On the other hand, there are aspects of the book that annoy me. While Lamott can be both inspirational and funny, I sometimes felt that she was trying too hard to amuse--often by catastrophizing things in her life (perhaps she actually feels thing as intensely as she suggests, but it felt inauthentic to me). In addition, as a nonreligious writer, I felt Lamott at times did exactly what she advised others not to do--spiritualizing her hysteria. I am willing to claim these annoyances as my problems rather than Lamott's, but I don't think I'll pick up another of her books.
Favorite passages:
I heard a preacher say recently that hope is a revolutionary patience; let me add that so is being a writer. Hope begins in the dark, the stubborn hope that if you just show up and try to do the right thing, the dawn will come. You wait and watch and work: you don't give up.
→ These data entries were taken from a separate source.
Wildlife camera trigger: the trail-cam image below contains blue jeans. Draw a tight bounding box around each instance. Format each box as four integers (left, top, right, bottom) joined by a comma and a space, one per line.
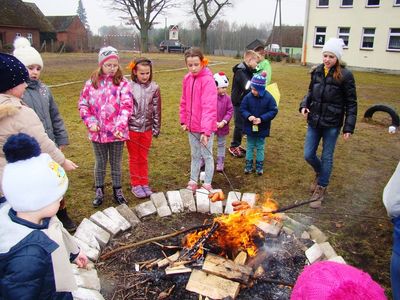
304, 126, 340, 187
390, 251, 400, 300
246, 135, 265, 161
189, 132, 214, 184
231, 105, 244, 147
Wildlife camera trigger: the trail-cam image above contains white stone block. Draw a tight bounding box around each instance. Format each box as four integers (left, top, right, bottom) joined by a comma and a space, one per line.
116, 204, 140, 227
225, 191, 242, 214
77, 218, 111, 248
74, 236, 100, 261
103, 206, 132, 231
242, 193, 257, 207
179, 189, 196, 212
196, 188, 210, 213
135, 200, 157, 218
308, 225, 328, 244
150, 192, 172, 217
305, 244, 324, 264
167, 191, 183, 214
71, 264, 101, 292
74, 226, 100, 251
328, 256, 347, 265
72, 287, 104, 300
89, 211, 121, 236
319, 242, 338, 259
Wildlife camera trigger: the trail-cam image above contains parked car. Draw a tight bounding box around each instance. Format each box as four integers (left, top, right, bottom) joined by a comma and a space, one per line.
264, 44, 289, 57
159, 40, 190, 53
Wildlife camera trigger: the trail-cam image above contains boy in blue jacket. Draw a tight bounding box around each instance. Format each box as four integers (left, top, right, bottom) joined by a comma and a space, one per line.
240, 72, 278, 175
0, 133, 88, 300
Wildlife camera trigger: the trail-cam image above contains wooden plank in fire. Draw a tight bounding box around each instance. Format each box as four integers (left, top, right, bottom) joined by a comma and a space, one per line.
186, 270, 240, 299
203, 253, 253, 283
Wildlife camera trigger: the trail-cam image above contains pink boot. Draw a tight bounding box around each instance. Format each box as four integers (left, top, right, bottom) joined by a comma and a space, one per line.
217, 156, 225, 172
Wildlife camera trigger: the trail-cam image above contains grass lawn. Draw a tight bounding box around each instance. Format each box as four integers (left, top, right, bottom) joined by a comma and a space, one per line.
42, 53, 400, 294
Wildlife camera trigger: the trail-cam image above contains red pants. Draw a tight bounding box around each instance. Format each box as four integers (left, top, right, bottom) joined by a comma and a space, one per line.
126, 130, 153, 186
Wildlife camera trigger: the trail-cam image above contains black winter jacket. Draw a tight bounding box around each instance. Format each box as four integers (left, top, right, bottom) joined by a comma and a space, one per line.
231, 62, 254, 106
299, 64, 357, 133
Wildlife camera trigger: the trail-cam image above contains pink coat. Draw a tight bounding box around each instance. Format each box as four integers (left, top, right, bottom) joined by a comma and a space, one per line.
78, 76, 133, 143
179, 68, 217, 136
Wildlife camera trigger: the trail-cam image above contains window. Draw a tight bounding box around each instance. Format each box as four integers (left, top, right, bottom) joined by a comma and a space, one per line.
317, 0, 329, 7
338, 27, 350, 48
340, 0, 353, 7
361, 28, 375, 49
387, 28, 400, 51
314, 27, 326, 47
366, 0, 380, 7
27, 33, 33, 45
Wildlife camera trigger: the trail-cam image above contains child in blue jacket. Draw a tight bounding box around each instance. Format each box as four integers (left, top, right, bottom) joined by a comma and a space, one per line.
240, 72, 278, 175
0, 133, 88, 300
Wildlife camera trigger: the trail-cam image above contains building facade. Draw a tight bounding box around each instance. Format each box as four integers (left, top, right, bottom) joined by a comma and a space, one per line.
301, 0, 400, 73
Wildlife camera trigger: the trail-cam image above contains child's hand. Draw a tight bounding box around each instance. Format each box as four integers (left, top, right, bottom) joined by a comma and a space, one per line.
200, 134, 210, 146
114, 130, 122, 139
89, 124, 99, 131
62, 159, 78, 171
74, 250, 89, 268
217, 121, 226, 128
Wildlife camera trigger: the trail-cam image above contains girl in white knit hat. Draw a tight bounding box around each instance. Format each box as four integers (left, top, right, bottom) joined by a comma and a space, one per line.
299, 38, 357, 208
13, 37, 76, 231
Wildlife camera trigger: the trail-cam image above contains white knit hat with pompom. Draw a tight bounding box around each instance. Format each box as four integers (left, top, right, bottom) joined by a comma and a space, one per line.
13, 37, 43, 68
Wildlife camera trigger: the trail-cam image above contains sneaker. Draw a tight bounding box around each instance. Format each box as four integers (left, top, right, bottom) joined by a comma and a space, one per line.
186, 180, 197, 193
92, 187, 104, 207
113, 188, 128, 204
201, 183, 212, 192
244, 160, 253, 174
310, 185, 326, 208
228, 147, 244, 158
142, 185, 153, 197
131, 185, 147, 199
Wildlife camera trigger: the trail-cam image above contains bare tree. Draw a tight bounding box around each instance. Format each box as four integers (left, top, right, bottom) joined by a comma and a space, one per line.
111, 0, 177, 52
192, 0, 232, 51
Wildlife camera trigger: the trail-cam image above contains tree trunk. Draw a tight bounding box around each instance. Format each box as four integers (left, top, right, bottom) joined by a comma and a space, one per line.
200, 26, 207, 53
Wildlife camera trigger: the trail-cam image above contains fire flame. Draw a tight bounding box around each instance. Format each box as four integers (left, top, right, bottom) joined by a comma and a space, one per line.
184, 193, 280, 257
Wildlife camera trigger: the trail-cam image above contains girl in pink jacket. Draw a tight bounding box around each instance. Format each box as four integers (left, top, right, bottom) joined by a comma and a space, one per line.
179, 48, 217, 192
78, 46, 133, 207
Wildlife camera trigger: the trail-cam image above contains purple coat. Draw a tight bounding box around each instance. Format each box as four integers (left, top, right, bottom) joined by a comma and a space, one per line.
216, 94, 233, 136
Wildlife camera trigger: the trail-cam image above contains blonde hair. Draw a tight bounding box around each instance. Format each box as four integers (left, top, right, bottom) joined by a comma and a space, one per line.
90, 65, 124, 90
243, 50, 261, 63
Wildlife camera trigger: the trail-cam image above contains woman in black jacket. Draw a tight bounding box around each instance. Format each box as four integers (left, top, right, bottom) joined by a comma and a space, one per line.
299, 38, 357, 208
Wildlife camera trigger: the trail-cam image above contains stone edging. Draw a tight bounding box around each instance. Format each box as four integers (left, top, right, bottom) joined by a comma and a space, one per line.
72, 189, 346, 300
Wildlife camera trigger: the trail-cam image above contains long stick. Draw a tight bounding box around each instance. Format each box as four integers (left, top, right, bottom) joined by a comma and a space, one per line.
100, 224, 212, 260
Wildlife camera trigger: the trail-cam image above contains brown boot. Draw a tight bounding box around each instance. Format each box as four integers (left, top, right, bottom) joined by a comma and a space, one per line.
310, 173, 319, 194
310, 185, 326, 208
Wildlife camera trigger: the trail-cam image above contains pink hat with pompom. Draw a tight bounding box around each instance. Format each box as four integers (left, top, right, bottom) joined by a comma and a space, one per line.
290, 261, 387, 300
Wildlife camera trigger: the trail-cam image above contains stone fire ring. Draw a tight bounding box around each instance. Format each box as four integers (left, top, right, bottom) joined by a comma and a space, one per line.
72, 189, 346, 300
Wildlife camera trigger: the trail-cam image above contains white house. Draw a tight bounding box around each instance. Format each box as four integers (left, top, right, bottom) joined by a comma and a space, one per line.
301, 0, 400, 73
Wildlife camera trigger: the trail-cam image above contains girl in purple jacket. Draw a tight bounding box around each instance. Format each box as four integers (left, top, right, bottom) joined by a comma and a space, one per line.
78, 46, 133, 207
214, 72, 233, 172
179, 48, 217, 192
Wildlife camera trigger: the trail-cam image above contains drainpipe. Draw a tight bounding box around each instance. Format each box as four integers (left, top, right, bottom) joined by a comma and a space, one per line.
301, 0, 310, 66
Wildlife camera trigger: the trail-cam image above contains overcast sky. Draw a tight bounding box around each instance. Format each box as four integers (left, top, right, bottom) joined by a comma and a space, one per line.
24, 0, 306, 34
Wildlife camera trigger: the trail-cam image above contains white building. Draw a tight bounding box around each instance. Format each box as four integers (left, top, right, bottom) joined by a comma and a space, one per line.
301, 0, 400, 73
. . . for some of us, books are as important as almost anything else on earth. What a miracle it is that out of these small, flat, rigid squares of paper unfolds world after world after world, worlds that sing to you, comfort and quiet or excite you. Books help us understand who we are and how we are to behave. They show us what community and friendship mean; they show us how to live and die.
Metaphors are a great language tool, because they explain the unknown in terms of the known. But they only work if they resonate in the heart of the writer. [This is one of the best definitions of metaphor that I have seen.]